There’d only been two kids at Minzer Reservoir. Zack was too old to play with them–they’d called him “Mister,” and asked him to fix their sailboat. Which he did. Then he’d bicycled away, dragging his feet through the fallen dogwood petals, “summer snow,” wishing he still believed in magic the way he did when he was a kid – last month.
He barely even noticed the shimmering air as he pedaled past Miss Francis’s Dance Studio. Or the fact that the mail box out front had begun to dance. He wasn’t the only one who missed it. People in Middleton didn’t like the impossible. So they refused to notice when it happened.
The morning ballet class was over, and all but one of the children had gone home. The little girl in the pink tutu hopped, pliéd, and tour jetéd about, keeping one eye out for her mother. Miss Francis, who was older than all the people who’d ever attended her school put together, was sleeping in a chair in the corner, her feet still in first position.
Then the little girl spotted the dancing mail box. Delighted, she ran to the open doorway. The box stretched up tall like a man trying to look his best by sucking in his stomach and straightening his shoulders. The little girl let out a spontaneous “Eeeeeeeeeeeee!” and ran out the door.
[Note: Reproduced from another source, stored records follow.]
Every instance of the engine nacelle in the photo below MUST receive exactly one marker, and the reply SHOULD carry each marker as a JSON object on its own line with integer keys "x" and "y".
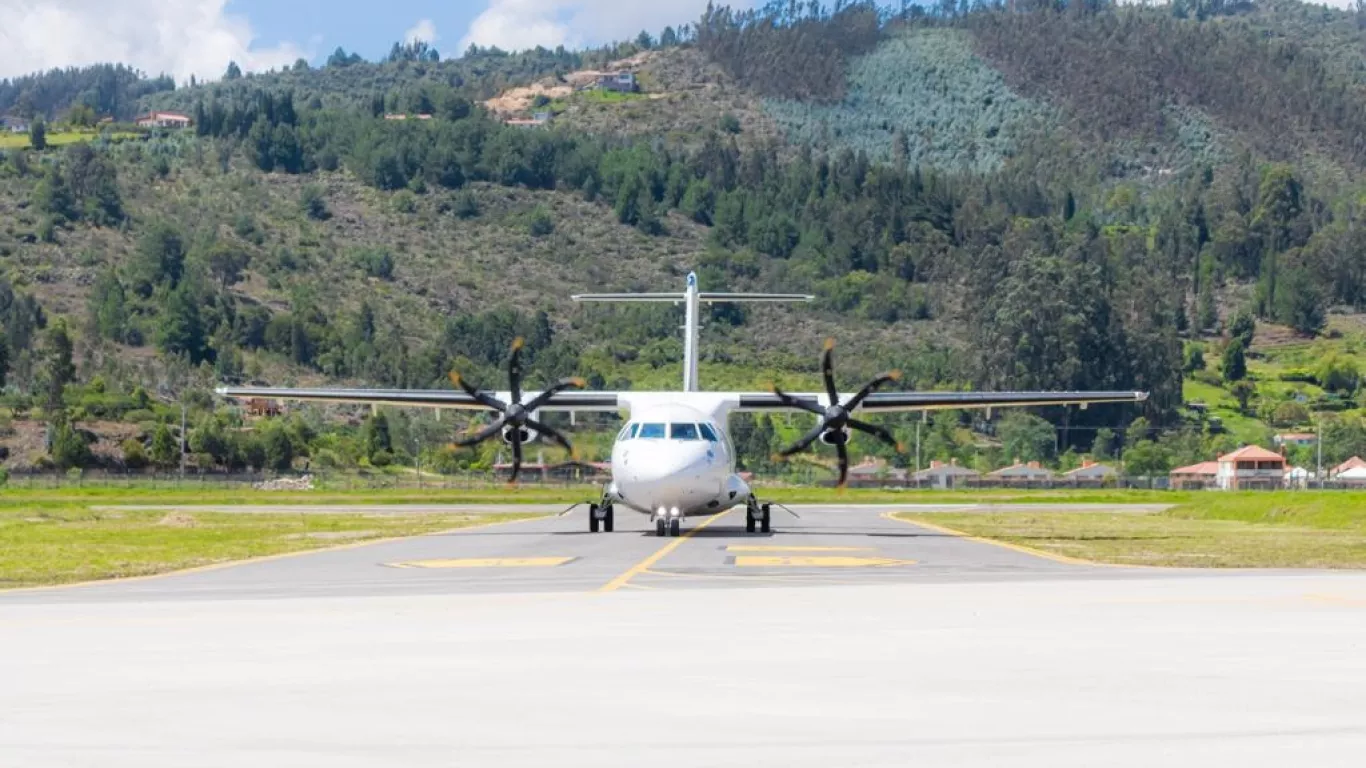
{"x": 526, "y": 435}
{"x": 835, "y": 437}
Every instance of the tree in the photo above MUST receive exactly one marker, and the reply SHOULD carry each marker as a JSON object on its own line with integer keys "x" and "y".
{"x": 226, "y": 263}
{"x": 59, "y": 368}
{"x": 1235, "y": 362}
{"x": 1026, "y": 437}
{"x": 164, "y": 451}
{"x": 1243, "y": 391}
{"x": 38, "y": 135}
{"x": 376, "y": 433}
{"x": 68, "y": 446}
{"x": 180, "y": 331}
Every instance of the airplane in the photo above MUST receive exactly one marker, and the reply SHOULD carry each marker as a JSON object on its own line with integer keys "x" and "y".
{"x": 674, "y": 458}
The mail box wasn’t actually reaching for her. Still, when its lid stretched forward, she considered it a clear invitation. Without a moment’s hesitation she hurled herself toward its open “arm.”
The air adjacent to the letter slot began rushing inward and a sort of whirlpool appeared. It pulsed and vibrated, sucking in all the colors around it—gray sidewalk, blue handicapped sign, orange car fender—like mixed paints down a drain.
Just as the little girl was about to disappear down the vortex, a voice cried, “No!” The startlingly large, alarmingly red-headed woman stepped into view, holding what appeared to be a rolled-up carpet.
The vortex shifted vehemently toward the carpet. The woman hurled it aside and seized the little girl out of the air. There was a loud crackling noise, as if in protest, and then the vortex reversed itself, giving back everything it had swallowed. The mailbox shivered, rose into the air, did a complex pretzel turn, and then clanged back down in its original position, as solid as the metal it was made from.
The red-headed woman plopped the little girl onto the sidewalk. “Go back inside!” The little girl complied, but when she turned to ask, “Why can’t I play with the big box anymore?” the woman was gone.
When the little girl’s mother arrived a few minutes later, she was regaled with the tale of a “dancing mailbox”…
and a “giant lady whose hair was on fire.”
Thoughts: Childhood magic doesn’t last forever. But one day, if your heart is still open, you discover a deeper magic.